Friday, 5 April 2013

What anthroposophism means to my family and what it meant to Clara and Ernst Lehrs



It feels very much as if it belongs to the New Age. It’s a little creepy when you read works by and about Rudolf Steiner and he uses word such as the “astral body” and the “etheric body” and he talks of his own reincarnation that actually should have happened somewhere in the United States in 2002. I find myself asking where is that ten or eleven-year old and what is s/he doing now? Do I really believe this happens?
And yet. If one takes out the strange language, a lot of what Steiner says in his various lectures, particularly those about education, makes an awful lot of sense. 

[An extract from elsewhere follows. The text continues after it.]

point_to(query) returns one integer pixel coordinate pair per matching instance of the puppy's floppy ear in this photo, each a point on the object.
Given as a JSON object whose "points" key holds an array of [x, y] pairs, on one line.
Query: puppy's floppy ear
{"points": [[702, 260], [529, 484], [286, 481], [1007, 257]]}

The first Waldorfschule, as Steiner schools are known in Germany, was built at Stuttgart. Ernst Lehrs taught there. He and Clara Lehrs built a house nearby which offered accommodation to students during the week. Later that house, the very house after which this blog is named,   would accommodate and protect a class of disabled children with severe learning difficulties. In 1973 I visited the school. The family of my mother-in-law’s best friend attended. I was taken there by the two daughters of the well-known architect, Gűnter Behnisch. Being an award-winning architect does not preclude you from sending your children to a Steiner School. Not many private schools are tolerated in Germany. The Steiner education system is.   
Nothing seemed particularly strange at the school. It was in a leafy suburb of Stuttgart.  As far as I could tell, it taught the normal range of subjects in quite small classes. I’ve been in British education system since 1974 – until 2006 at secondary level and now in higher education. What I and others consider good practice – as opposed to some crazy tick-box hurdles – always seems to line up with what happen in the Steiner schools. The latter don’t seem to have any tick-box craziness.          
My mother-in-law, Renate Edler, attended the Michael Hall Steiner School in London and during World War II was evacuated with them to Minehead. I tell her story in my novel Potatoes in Spring in my blog of the same name. My husband’s parents considered Steiner education for him and we also considered it for our children. In the end, because we all wanted out children to remain in the main stream, because we didn’t know how we would pay the fees and because of the practicalities of getting the children to school, we decided against it.
Ernst Lehrs had fought in World War I.  He became an officer. He came home disillusioned with society. He continued his studies in the natural sciences and obtained his doctorate in 1923.  But he found some of the experiments he had to do tedious and meaningless, despite the excitement in physics at the time because of the discoveries of Albert Einstein and Max Planck. Steiner offered him a spiritual perspective and a common sense approach to science.
Clara Lehrs was born into a Jewish family. She and husband Ernst became protestant at the beginning of the 20th century. She also became an anthroposophist later and her faith in this sustained her through many of the horrors of the Holocaust. She was resistant at first. She couldn’t quite believe what Steiner offered and it was most likely her intimate relationship with her son that persuaded her to help him and the organisation generally. By the time she was living amongst the Rexingen Jews towards the end of her life she was wholly convinced and used her own faith to help others.